2.6 Making the drain for releasing the beeswax and to be the point for filling in the liquid metal.

Step 3: Metal (gold) Casting

The metal that is commonly used in this step of casting is brass, copper, or bronze. The sculptor melts the metal and pours it in the mould. This casting step is normally called in Thai gold pouring. Generally, the casting is done with a religious ceremony. The following are the summary of the process of casting the image or the process of gold pouring.

3.1 Moving the beeswax mould to the gold pouring area and making the kiln by digging a hole around 70 centimetres depth. Then the sculptor will put the beeswax mould in the hole in an upside-down position, open two sides of the kiln and close the top part of the kiln with a zinc sheet to control the fire.

3.2 Before the brass is poured, the mould is baked. The wax layer inside will melt and flow out of the mould, leaving the shape of the Buddha’s image inside the mould. This stage is called emptying the beeswax. [Fig. 5 ]. After the beeswax is removed, the area inside the mould block is empty and will be replaced by the liquid metal [Fig. 6 ].

3.3 Melting the metal. To melt the metal for casting the image, the sculptors made four kilns and prepare the fire that can be controlled in the levels of heat from 100-200 Celsius (to melt the beeswax) and to 1500-1800 Celsius (for brass pouring).
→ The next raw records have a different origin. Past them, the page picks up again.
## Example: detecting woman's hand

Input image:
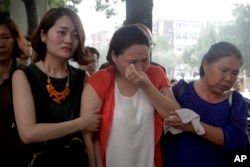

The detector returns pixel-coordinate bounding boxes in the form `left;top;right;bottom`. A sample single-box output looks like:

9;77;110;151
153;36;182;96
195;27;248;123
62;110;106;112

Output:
125;64;151;89
80;109;102;132
164;111;196;133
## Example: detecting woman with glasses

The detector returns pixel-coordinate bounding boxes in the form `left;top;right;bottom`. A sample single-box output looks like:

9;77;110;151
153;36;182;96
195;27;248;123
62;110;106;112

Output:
0;11;29;166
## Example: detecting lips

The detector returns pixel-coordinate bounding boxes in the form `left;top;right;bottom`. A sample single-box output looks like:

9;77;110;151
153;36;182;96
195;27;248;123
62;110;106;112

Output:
62;46;72;52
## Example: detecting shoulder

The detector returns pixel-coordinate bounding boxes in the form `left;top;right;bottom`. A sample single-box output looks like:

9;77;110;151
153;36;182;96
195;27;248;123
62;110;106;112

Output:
232;90;246;104
88;67;114;83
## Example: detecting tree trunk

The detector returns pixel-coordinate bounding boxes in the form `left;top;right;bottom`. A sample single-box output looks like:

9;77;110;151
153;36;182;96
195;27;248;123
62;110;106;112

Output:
22;0;38;36
124;0;153;31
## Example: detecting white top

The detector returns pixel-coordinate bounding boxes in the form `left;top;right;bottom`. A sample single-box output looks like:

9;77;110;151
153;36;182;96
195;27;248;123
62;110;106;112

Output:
106;83;155;167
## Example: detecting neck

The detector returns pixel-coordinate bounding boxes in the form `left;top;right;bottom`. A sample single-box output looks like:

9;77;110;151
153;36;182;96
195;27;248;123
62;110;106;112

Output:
40;61;68;78
0;60;12;84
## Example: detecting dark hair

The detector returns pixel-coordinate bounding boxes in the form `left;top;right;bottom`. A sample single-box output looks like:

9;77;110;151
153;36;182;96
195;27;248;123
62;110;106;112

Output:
86;46;100;59
0;11;27;59
200;41;243;78
31;7;88;64
107;25;151;65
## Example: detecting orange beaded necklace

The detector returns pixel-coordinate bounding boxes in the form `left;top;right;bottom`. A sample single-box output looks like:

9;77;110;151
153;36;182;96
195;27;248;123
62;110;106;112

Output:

This stage of baking takes around 3-4 days.

3.4 The amount of the required metal can be estimated from the amount of beeswax used in Step 2 because the liquid metal will replace the beeswax in the mould block. Normally one kilogram of beeswax is replaced by 100 grams of brass or more than 100 grams for copper. Moreover, the amount of required beeswax and metal can be used to estimate the amount of required fuel. The time needed to melt the metal is around 8-12 hours

In Thai culture, the gold pouring ceremony is typically arranged at an auspicious time. Nine to ten monks and one Brahmin are invited to perform the ceremony. While the Brahmin priest performs the preliminary rite of the gold pouring ceremony the sculptors also perform a rite of worshipping the teachers. After the monks chant, the chairperson of the ceremony will start pouring the liquid metal at the auspicious time. The first part to receive the melted bronze is the topmost part of the head. The gold pouring ceremony is very significant to the people who are present as it is considered a highly meritorious deed. Some patrons throw their own gold ornaments into the melting pot so that it becomes part of the resulting image.
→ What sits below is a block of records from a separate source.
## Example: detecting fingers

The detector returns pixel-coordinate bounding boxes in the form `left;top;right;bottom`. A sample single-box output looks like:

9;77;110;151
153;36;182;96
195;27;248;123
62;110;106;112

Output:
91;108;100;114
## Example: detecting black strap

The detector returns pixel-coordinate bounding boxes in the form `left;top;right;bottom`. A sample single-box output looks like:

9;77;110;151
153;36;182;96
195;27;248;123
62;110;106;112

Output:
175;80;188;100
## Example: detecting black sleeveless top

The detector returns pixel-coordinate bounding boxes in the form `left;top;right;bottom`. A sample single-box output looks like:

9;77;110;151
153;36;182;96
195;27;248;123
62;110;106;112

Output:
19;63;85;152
3.5 After the bronze cools down (taking around 2-3 days), the craftsman knocks the outer cement layers and supporting steel off to reveal a bronze statue, which looks exactly like the wax replica.

3.6 Gold gilding is the last stage in casting a Buddha image:

3.6.1 Clean the image; polish it with sandpaper around 2 to 3 times, leave it dry, and coat it with lacquer.
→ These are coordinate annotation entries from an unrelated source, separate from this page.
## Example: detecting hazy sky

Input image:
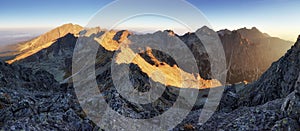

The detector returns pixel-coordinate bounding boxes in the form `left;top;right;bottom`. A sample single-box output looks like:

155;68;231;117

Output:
0;0;300;41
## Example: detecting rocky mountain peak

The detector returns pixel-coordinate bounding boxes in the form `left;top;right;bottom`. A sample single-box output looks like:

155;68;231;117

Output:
7;24;83;64
237;27;270;41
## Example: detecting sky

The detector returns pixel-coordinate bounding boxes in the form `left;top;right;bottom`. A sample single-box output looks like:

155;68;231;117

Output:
0;0;300;41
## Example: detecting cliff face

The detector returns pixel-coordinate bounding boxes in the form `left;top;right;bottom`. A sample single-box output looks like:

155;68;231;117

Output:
199;36;300;131
240;35;300;106
218;27;292;84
3.6.2 Spray colour on the image, leave it dry, refine it with plastic colour and leave it dry for two days.

3.6.3 Polish the image with fine wet sandpaper and leave it dry. These steps need repeating to get a fine finish product.

3.6.5 At the final stage, the image is painted with oil paint on the assigned area, leave it to dry (around 5-6 hours), gild it with 100% gold leaf, and wipe it with cotton. This gives a perfect golden Buddha image ready for placement in temples or religious places. However, to make it sacred and a religious object of veneration there will be a consecration ceremony of the Buddha after the placement of the Buddha at its place.